The details of the new regulations for foreign trade participants are as follows:
1. Authorization of LC and CAD by Commercial Banks Importers and exporters holding foreign currency and retention accounts are no longer required to obtain prior approval from the National Bank of Ethiopia (NBE) for Letters of Credit (LC) and Cash Against Documents (CAD) transactions. Commercial banks have now been granted full authority to approve these applications directly. This shift significantly reduces the time traders previously spent waiting for NBE approval, allowing them to expedite their business processes by dealing directly with their respective commercial banks.
2. Simplified Cargo Shipment Procedures Customers with foreign currency accounts are now permitted to issue shipping orders or initiate shipments without waiting for prior bank authorization. While this simplifies the process, the payment procedure remains contingent upon the verification of the necessary trade documents by the bank. By removing the bureaucratic hurdles that previously hindered the ordering process, this measure facilitates smoother import and export operations and helps accelerate the supply chain.
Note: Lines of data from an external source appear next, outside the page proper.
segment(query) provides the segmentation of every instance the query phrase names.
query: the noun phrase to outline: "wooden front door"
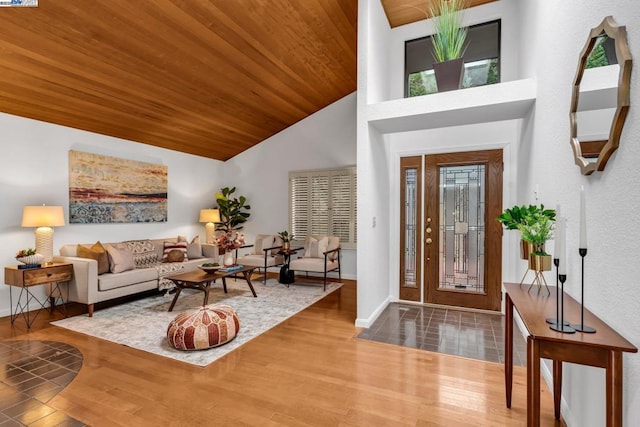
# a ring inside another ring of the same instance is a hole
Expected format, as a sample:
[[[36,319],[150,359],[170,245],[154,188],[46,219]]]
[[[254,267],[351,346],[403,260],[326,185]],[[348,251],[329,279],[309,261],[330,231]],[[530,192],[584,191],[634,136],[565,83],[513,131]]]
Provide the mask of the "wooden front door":
[[[500,310],[502,150],[422,160],[401,160],[400,299]],[[424,173],[424,191],[420,175],[412,189],[414,170]]]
3. Pro-rata Calculation of LC Service Fees The structure for LC service fees has been updated to align with modern international trade practices. Fees will no longer be charged as a flat, one-time amount; instead, they will be calculated on an annualized basis and applied pro-rata, based on the tenor (duration) of the document. This ensures that traders only pay for the actual duration of the service, significantly reducing the high service costs that were previously associated with long-term document tenors.
4. Implementation of Fee Ceilings To prevent arbitrary pricing, the National Bank has strictly mandated that the annual LC service fees charged by commercial banks must not exceed the pre-established fee ceilings set by the NBE. This regulation acts as a control mechanism to protect traders from excessive costs. Consequently, banks are compelled to offer their services in a clear, transparent, and affordable manner without exceeding the defined limits.
In general, these four key policy changes are designed to liberate trade participants from excessive bureaucracy and reduce overall trading costs. The directives aim to enhance the competitiveness of the foreign trade sector, streamline interactions between banks and their clients, and foster greater transparency throughout the process. By removing day-to-day operational obstacles, the National Bank intends to make the foreign trade sector more efficient and globally competitive.